Testing the Authentication
To test the authentication process, we can use a tool like Postman or cURL to send a POST
request to the /authenticate
endpoint with the correct or incorrect user credentials.
For example, using cURL:
# Correct credentials (user1/password1)
curl -X POST -H "Content-Type: application/json" -d '{"username":"user1","password":"password1"}' http://localhost:8080/authenticate
# Correct credentials (user2/password2)
curl -X POST -H "Content-Type: application/json" -d '{"username":"user2","password":"password2"}' http://localhost:8080/authenticate
# Incorrect credentials
curl -X POST -H "Content-Type: application/json" -d '{"username":"user1","password":"wrongpassword"}' http://localhost:8080/authenticate
If the authentication is successful, you should receive the “Authentication successful” response. If the credentials are invalid, you should receive the “Invalid username or password” response.
Conclusion
In this article, we learned how to manually authenticate a user with Spring Security 6.2.x using in-memory user details. We covered the necessary configuration, code examples, and best practices for custom authentication scenarios.

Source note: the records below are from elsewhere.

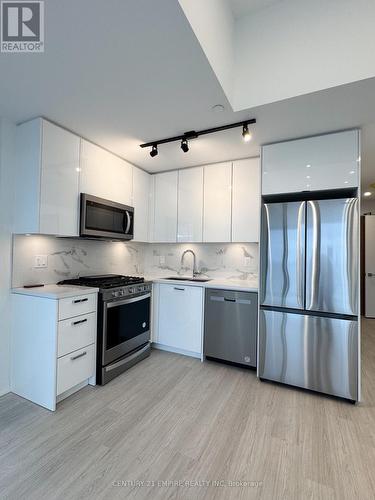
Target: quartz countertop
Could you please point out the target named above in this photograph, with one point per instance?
(223, 284)
(55, 291)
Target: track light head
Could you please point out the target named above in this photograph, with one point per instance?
(184, 145)
(246, 133)
(154, 150)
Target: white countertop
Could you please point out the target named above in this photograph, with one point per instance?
(55, 291)
(223, 284)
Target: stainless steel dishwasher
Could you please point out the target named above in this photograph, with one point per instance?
(230, 326)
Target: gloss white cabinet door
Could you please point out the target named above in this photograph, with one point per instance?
(246, 200)
(217, 202)
(47, 173)
(190, 205)
(141, 202)
(329, 161)
(59, 200)
(164, 224)
(105, 175)
(180, 318)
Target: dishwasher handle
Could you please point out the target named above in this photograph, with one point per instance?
(220, 298)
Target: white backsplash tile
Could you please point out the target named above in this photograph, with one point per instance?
(70, 258)
(232, 261)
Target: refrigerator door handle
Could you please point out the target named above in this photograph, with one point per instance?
(300, 261)
(314, 270)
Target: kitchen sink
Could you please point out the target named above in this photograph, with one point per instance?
(185, 278)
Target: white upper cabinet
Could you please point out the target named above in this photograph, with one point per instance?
(246, 200)
(141, 202)
(190, 205)
(328, 161)
(217, 202)
(105, 175)
(46, 194)
(59, 200)
(164, 223)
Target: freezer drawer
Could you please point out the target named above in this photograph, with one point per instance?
(332, 256)
(312, 352)
(283, 255)
(230, 326)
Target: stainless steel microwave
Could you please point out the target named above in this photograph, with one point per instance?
(105, 219)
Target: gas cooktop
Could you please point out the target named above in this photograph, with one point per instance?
(104, 281)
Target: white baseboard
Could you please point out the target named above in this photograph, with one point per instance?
(163, 347)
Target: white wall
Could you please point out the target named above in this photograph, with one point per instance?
(367, 206)
(297, 47)
(7, 138)
(213, 23)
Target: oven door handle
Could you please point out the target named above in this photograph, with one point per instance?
(127, 301)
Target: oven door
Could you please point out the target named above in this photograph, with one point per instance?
(126, 326)
(105, 219)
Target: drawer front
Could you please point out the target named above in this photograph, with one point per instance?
(75, 368)
(75, 306)
(75, 333)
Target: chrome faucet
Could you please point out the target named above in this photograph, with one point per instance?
(195, 270)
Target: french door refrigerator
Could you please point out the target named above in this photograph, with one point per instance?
(308, 324)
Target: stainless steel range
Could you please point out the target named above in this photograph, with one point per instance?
(123, 322)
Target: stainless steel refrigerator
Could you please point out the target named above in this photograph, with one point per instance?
(308, 324)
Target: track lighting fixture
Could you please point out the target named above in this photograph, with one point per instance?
(245, 133)
(184, 145)
(154, 150)
(192, 134)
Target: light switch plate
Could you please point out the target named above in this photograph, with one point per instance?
(40, 261)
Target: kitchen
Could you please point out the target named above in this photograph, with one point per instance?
(189, 300)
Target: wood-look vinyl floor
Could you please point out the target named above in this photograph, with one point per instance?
(173, 419)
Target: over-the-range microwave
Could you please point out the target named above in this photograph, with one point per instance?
(105, 219)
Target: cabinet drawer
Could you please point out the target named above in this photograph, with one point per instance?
(75, 333)
(75, 306)
(75, 368)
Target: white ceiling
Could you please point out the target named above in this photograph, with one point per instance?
(131, 73)
(244, 7)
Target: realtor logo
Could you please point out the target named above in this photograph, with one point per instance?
(22, 26)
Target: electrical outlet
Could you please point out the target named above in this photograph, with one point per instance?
(40, 261)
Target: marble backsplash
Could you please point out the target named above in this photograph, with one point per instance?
(70, 258)
(232, 261)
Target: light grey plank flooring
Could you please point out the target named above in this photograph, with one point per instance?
(171, 418)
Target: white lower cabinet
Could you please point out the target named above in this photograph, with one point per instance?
(179, 318)
(53, 346)
(74, 368)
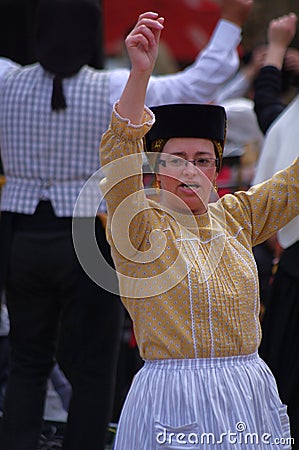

Manually authenticating a user can be useful in scenarios where you need to integrate with a custom authentication mechanism or handle advanced authentication logic. Spring Security provides a flexible and extensible architecture that allows you to customize the authentication process according to your requirements.
While we used in-memory user details for demonstration purposes, in real-world applications, you would typically use a persistent data store like a database to store and retrieve user details. Spring Security supports various data sources and provides adapters for integrating with different authentication providers and user stores.